A British soccer player’s extramarital affair with a reality TV star is serving as a catalyst for an international legal debate about free speech on the Internet. The soccer player had been granted a super-injunction, a British legal measure — a “gagging order,” as the Guardian puts it — that prevents media outlets from identifying him. He had feared “public vilification” over the alleged affair, says the Guardian.
However, tens of thousands have named the soccer player on Twitter, Facebook and online soccer forums, rendering the injunction tantamount to useless. Last week, the soccer player requested, and got, a court order from the British High Court demanding that Twitter reveal the identities of the anonymous users who had posted his name. The injunction also applied to the Sun newspaper and the other party in the affair, ex-Big Brother contestant Imogen Thomas, a former Miss Wales.
Then, on Sunday, the Scottish newspaper, the Sunday Herald, printed a full-page picture of the player, with a black line over his eyes and the word “censored” in capital letters.

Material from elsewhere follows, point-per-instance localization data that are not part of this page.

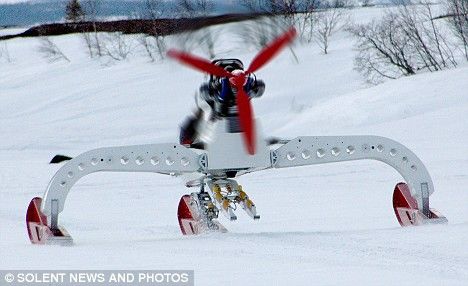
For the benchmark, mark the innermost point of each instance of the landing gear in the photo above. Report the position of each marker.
(198, 213)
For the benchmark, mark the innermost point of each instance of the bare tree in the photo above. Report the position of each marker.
(51, 51)
(154, 42)
(405, 41)
(116, 45)
(92, 39)
(326, 23)
(204, 38)
(73, 11)
(457, 11)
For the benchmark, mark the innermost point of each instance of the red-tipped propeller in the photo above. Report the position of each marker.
(238, 80)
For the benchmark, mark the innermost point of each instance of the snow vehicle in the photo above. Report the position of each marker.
(237, 146)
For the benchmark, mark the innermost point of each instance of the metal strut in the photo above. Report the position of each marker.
(170, 159)
(312, 150)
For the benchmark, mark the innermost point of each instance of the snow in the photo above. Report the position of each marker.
(327, 225)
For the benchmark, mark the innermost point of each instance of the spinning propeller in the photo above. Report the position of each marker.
(238, 79)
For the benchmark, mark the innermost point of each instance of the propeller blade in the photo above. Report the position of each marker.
(246, 118)
(198, 63)
(271, 50)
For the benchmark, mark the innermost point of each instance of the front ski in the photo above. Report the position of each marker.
(407, 210)
(38, 230)
(197, 214)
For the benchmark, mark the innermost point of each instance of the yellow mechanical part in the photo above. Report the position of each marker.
(225, 204)
(217, 193)
(242, 195)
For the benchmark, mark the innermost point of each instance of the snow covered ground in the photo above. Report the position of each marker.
(322, 225)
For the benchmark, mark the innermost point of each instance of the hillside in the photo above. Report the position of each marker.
(327, 225)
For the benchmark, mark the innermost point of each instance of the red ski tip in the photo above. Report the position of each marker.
(38, 230)
(407, 210)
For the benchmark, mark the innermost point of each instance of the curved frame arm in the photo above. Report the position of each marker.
(327, 149)
(171, 159)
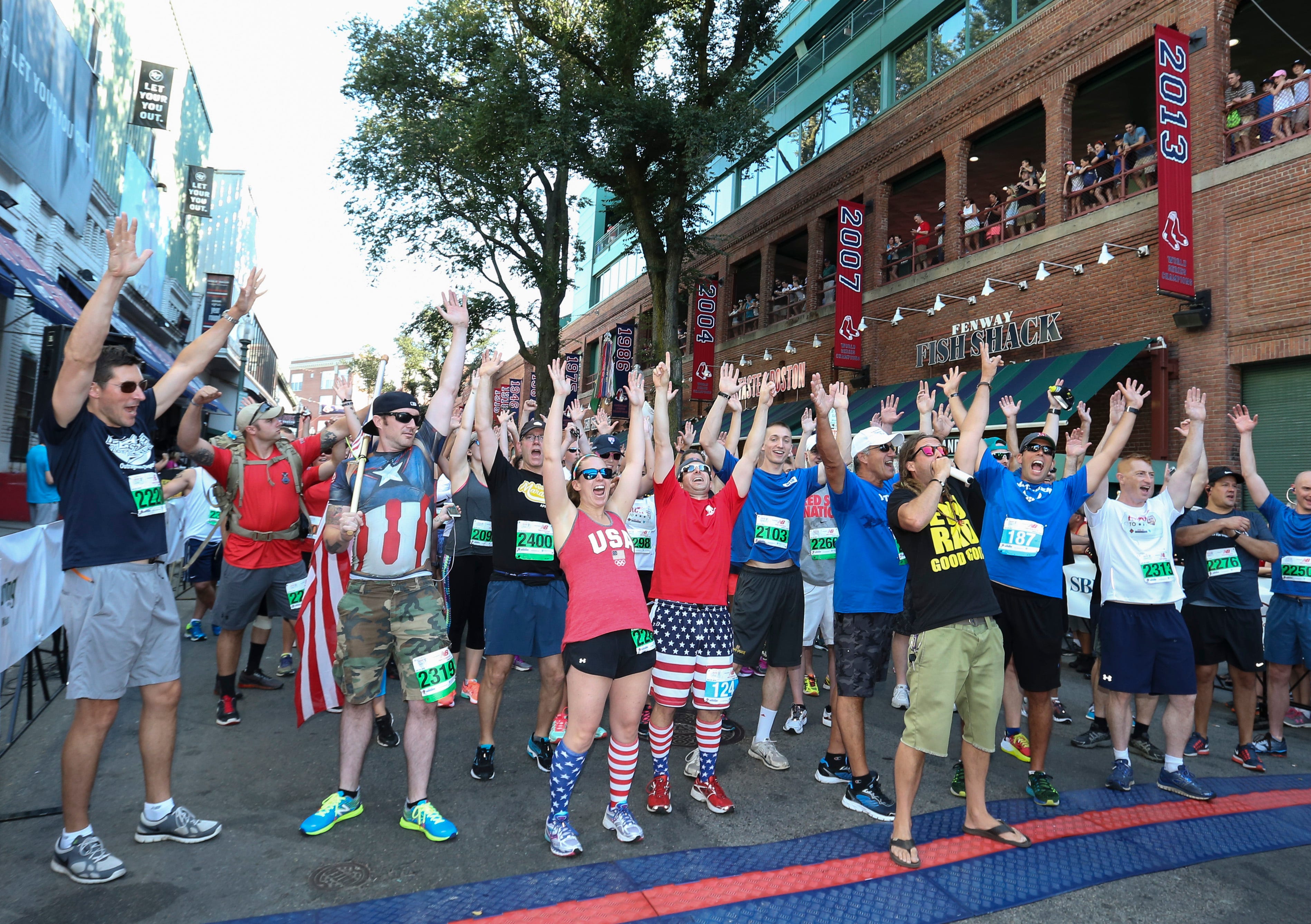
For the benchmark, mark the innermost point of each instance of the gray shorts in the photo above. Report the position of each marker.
(242, 589)
(122, 630)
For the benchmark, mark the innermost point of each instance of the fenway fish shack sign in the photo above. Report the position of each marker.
(999, 332)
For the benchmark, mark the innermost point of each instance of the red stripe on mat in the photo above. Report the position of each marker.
(621, 907)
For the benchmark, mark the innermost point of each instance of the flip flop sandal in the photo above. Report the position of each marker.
(996, 834)
(906, 845)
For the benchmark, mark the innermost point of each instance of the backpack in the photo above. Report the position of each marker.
(229, 495)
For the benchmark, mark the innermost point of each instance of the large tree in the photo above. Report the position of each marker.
(667, 86)
(465, 154)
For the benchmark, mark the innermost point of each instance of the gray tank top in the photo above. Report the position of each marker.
(474, 525)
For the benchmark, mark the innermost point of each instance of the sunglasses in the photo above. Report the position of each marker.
(593, 474)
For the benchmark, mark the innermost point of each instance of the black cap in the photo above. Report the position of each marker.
(1218, 472)
(390, 403)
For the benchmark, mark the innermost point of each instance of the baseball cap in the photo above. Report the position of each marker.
(257, 412)
(1218, 472)
(390, 403)
(875, 437)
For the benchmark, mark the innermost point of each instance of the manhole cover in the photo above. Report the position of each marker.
(340, 876)
(685, 729)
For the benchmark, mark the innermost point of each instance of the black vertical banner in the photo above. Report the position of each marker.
(154, 88)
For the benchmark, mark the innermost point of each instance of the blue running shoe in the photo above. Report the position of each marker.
(1121, 777)
(425, 817)
(562, 837)
(336, 808)
(1182, 783)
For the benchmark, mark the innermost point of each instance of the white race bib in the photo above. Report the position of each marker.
(1296, 568)
(1021, 538)
(147, 495)
(771, 531)
(1222, 561)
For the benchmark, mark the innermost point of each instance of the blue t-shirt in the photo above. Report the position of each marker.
(38, 463)
(1293, 535)
(773, 520)
(113, 506)
(871, 576)
(1024, 527)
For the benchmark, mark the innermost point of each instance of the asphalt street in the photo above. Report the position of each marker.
(264, 777)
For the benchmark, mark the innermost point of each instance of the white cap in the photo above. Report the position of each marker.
(875, 437)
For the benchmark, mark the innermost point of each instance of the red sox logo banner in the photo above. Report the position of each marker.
(851, 254)
(705, 311)
(1174, 164)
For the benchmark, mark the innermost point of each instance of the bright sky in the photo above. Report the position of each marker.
(272, 76)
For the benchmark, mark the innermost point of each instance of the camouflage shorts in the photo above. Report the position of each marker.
(382, 619)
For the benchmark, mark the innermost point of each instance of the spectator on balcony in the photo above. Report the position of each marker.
(1238, 102)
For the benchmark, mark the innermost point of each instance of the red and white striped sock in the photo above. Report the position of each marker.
(661, 741)
(623, 764)
(708, 744)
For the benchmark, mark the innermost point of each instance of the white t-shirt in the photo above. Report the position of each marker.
(1136, 551)
(642, 527)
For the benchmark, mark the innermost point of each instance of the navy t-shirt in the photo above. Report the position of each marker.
(112, 503)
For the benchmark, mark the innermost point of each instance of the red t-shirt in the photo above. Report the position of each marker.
(695, 543)
(605, 589)
(267, 508)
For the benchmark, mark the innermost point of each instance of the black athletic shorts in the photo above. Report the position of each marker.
(864, 643)
(769, 614)
(611, 656)
(1226, 634)
(467, 588)
(1032, 631)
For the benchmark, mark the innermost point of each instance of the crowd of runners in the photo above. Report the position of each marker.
(643, 571)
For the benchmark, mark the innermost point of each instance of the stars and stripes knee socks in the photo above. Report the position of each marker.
(623, 764)
(661, 741)
(565, 767)
(708, 744)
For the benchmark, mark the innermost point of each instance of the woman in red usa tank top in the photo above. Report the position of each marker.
(609, 644)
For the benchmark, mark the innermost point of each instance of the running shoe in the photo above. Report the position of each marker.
(336, 808)
(227, 712)
(796, 723)
(712, 795)
(767, 754)
(1018, 746)
(619, 820)
(559, 726)
(1094, 737)
(257, 679)
(1041, 790)
(1182, 783)
(1246, 757)
(871, 801)
(87, 861)
(1268, 745)
(1121, 777)
(425, 817)
(657, 796)
(562, 837)
(484, 766)
(385, 731)
(1293, 719)
(833, 772)
(1142, 746)
(540, 750)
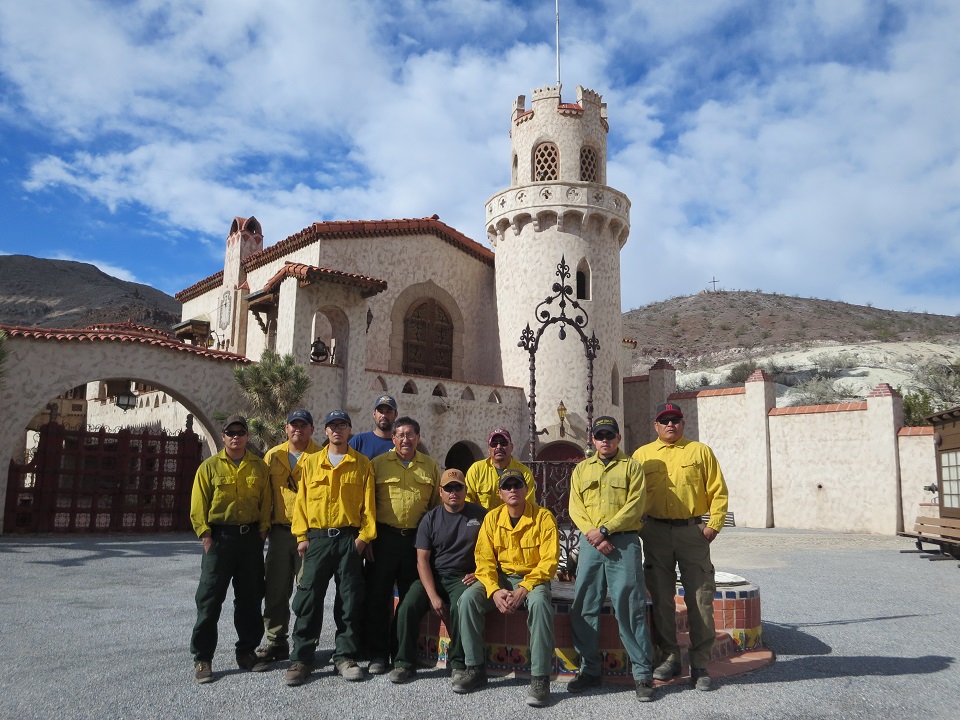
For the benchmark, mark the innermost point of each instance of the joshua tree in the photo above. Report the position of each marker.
(273, 387)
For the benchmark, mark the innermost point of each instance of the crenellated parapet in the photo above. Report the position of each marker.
(577, 207)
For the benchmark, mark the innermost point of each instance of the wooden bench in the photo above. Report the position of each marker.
(942, 532)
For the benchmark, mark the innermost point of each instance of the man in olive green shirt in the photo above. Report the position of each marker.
(230, 511)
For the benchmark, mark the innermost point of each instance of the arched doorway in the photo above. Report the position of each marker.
(428, 340)
(461, 456)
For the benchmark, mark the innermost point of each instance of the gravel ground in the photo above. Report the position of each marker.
(99, 627)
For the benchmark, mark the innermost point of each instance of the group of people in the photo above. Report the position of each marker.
(374, 513)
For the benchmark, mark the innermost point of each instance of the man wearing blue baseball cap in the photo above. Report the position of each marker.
(380, 439)
(283, 561)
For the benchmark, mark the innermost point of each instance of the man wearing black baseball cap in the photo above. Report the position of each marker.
(446, 539)
(230, 512)
(380, 439)
(607, 499)
(283, 561)
(684, 482)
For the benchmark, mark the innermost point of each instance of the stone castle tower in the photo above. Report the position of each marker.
(559, 208)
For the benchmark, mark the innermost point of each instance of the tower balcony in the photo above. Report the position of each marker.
(575, 207)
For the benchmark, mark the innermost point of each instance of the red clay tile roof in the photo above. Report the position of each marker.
(93, 334)
(197, 289)
(307, 274)
(347, 229)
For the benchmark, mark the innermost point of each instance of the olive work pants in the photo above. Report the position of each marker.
(622, 573)
(232, 558)
(337, 558)
(281, 568)
(665, 547)
(394, 561)
(411, 612)
(474, 606)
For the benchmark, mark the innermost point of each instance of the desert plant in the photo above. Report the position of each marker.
(272, 387)
(741, 371)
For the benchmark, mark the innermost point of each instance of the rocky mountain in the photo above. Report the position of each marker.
(712, 329)
(35, 292)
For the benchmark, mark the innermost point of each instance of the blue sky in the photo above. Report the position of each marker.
(806, 147)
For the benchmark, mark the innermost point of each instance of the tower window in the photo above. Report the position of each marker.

An accompanying article named the soccer player as Ryan Giggs of the Manchester United soccer team.
Today in the House of Commons, John Hemming, the Member of Parliament (MP) for Birmingham Yardley, invoked parliamentary privilege and mentioned Griggs by name
Hemming made the intervention after [attorney general Dominic] Grieve announced that [Prime Minister] David Cameron had requested a joint committee of peers and MPs investigate the use of gagging orders. It came amid warnings from one influential Conservative MP that the actions of thousands of people posting details on Twitter of individuals involved in superinjunctions risked making the law “look an ass”.
To the condemnation of some of his colleagues, Hemming, who has been campaigning on the issue, exercised parliamentary privilege to identify the star at the centre of the injunction just minutes after the high court refused to lift a ban on naming the sportsman, who is said to have had a relationship with Imogen Thomas, the former Big Brother contestant.
“With about 75,000 people having named Ryan Giggs on Twitter, it’s obviously impractical to imprison them all,” Hemming said.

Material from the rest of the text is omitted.